Once you’ve got that record of what your levels are doing, it’s so much easier. You can just look at it, see where your blood sugar levels are dropping, or your blood sugar levels are rising, and then make the insulin changes accordingly.

Melanie Gray:

I tend to have my meal after I finish training, just because I want to make sure that I’m not in any kind of danger of having HYPOs overnight; because the effects of exercise can last longer than the activity itself.

Dr. Gilbert:

Talk to your diabetes team about strategies to minimise the risk of an overnight HYPO after exercise. It will usually involve reducing your background insulin by around 20%, as well as doses with food; but varies from person to person. Some people find that an insulin pump can make the process easier.

Rachael Hunter-Dunn:

I was using insulin injection pens for many years, and I’ve recently gone on an insulin pump.

Matt Binnie: 

A pump is so much more help when you’re doing sport. I would never be able to do what I’m doing now on injections. The pump’s been a miracle. You can do those minute changes, which really help in the long run. It’s just great.

Dr. Gilbert: 

Talk to your dietician if you’re thinking about carb loading for endurance events. That’s building up stores of glycogen or fuel in your muscles and liver.

Paul Coker:

Carb loading has a cumulative effect. It’s not just having the pasta party the night before, as many marathon runners think.

Rachael H. Dunn:

In advance of my 8K swim, I took on enough carbohydrates the day before to be ready for some slow release of energy.

Paul Coker:

In my opinion, carb loading is extremely important, and it also increases the speed at which you recover from exercise.

Dr. Gilbert:

However, take advice first. There is some evidence that it can damage your long-term glucose control, as measured by your HbA1c, so do discuss it with your diabetes team. Don’t forget about variables like the weather. Heat opens up blood vessels, increasing the absorption rate of insulin; while cold does the opposite.

Melanie Gray:

If it’s a particularly warm day, I know that the uptake of my insulin is a lot quicker.

Dr. Gilbert: 

Dehydration can raise blood glucose levels and cause temporary resistance to insulin.

Melanie Gray:

If I’m well hydrated, I don’t see so many highs.

Dr.
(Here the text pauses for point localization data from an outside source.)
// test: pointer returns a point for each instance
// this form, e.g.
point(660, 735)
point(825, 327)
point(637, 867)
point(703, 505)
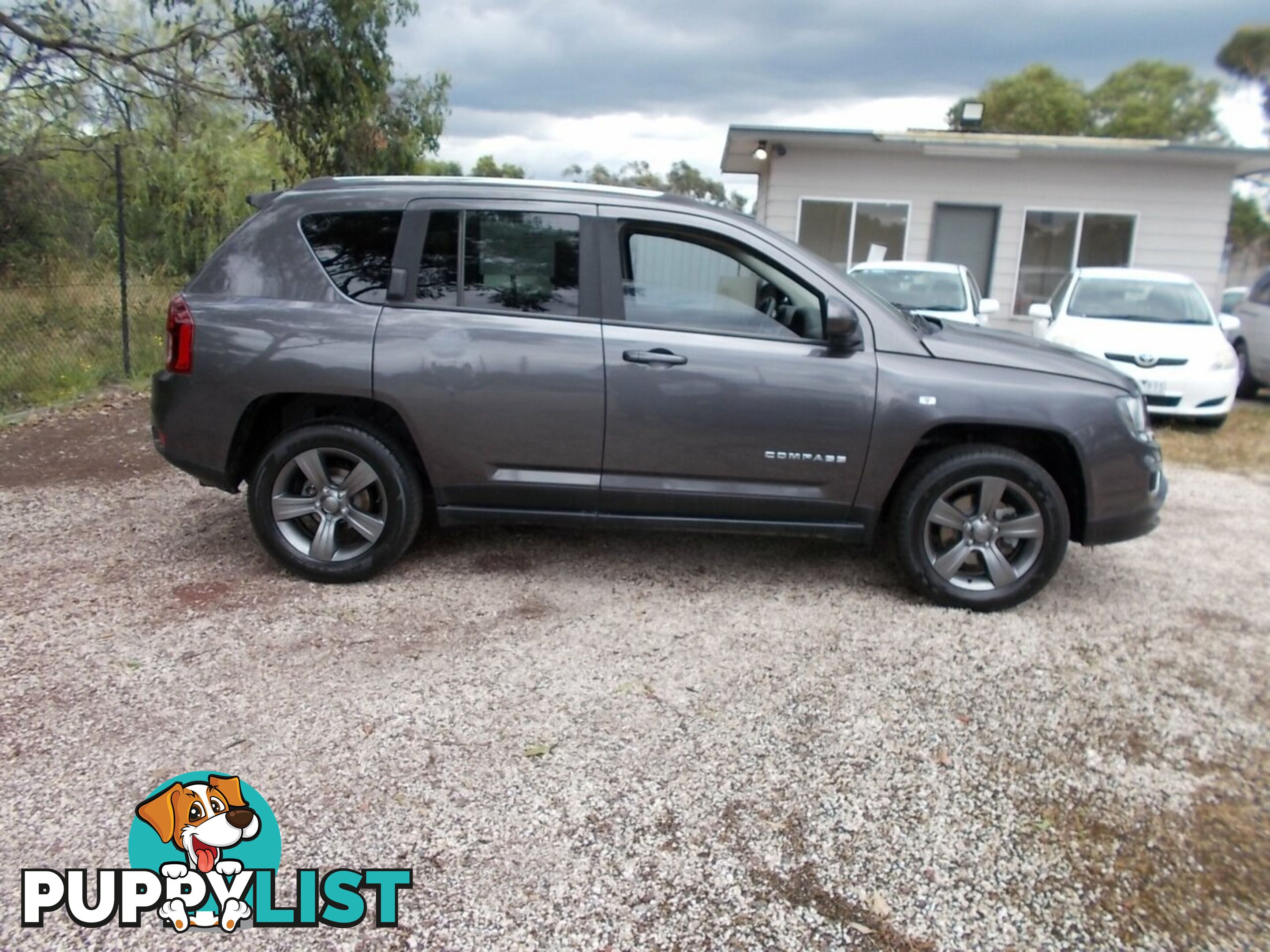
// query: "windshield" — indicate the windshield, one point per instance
point(915, 290)
point(1129, 300)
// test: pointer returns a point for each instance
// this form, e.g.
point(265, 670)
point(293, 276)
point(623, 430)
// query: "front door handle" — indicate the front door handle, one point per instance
point(660, 356)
Gilbert:

Perhaps an interesting way to look at the effect of exercise is to see what happens when you stop, as Mel found out when she injured her achilles tendon.

Melanie Gray:

What I found is that my background insulin, which is the equivalent of basal insulin on injections, I had to increase by nearly 30%. I found that previously, when I was training, my carb to insulin ratio was for every 10g of carbohydrates I would eat, I’d need one unit of insulin. Whereas as now, I need one unit of insulin for every 8g.

Dr. Gilbert:

There’s always more to say than we can squeeze into a short film, but there’s good information online about specific types of exercise. Do explore these links to find out more; and we’ll give Mandy, one of the runners at the Swansea Half, the last word.

Mandy:

Please don’t hesitate. Make sure you’re exercising, at any level. There’s nothing that can stop you with type 1.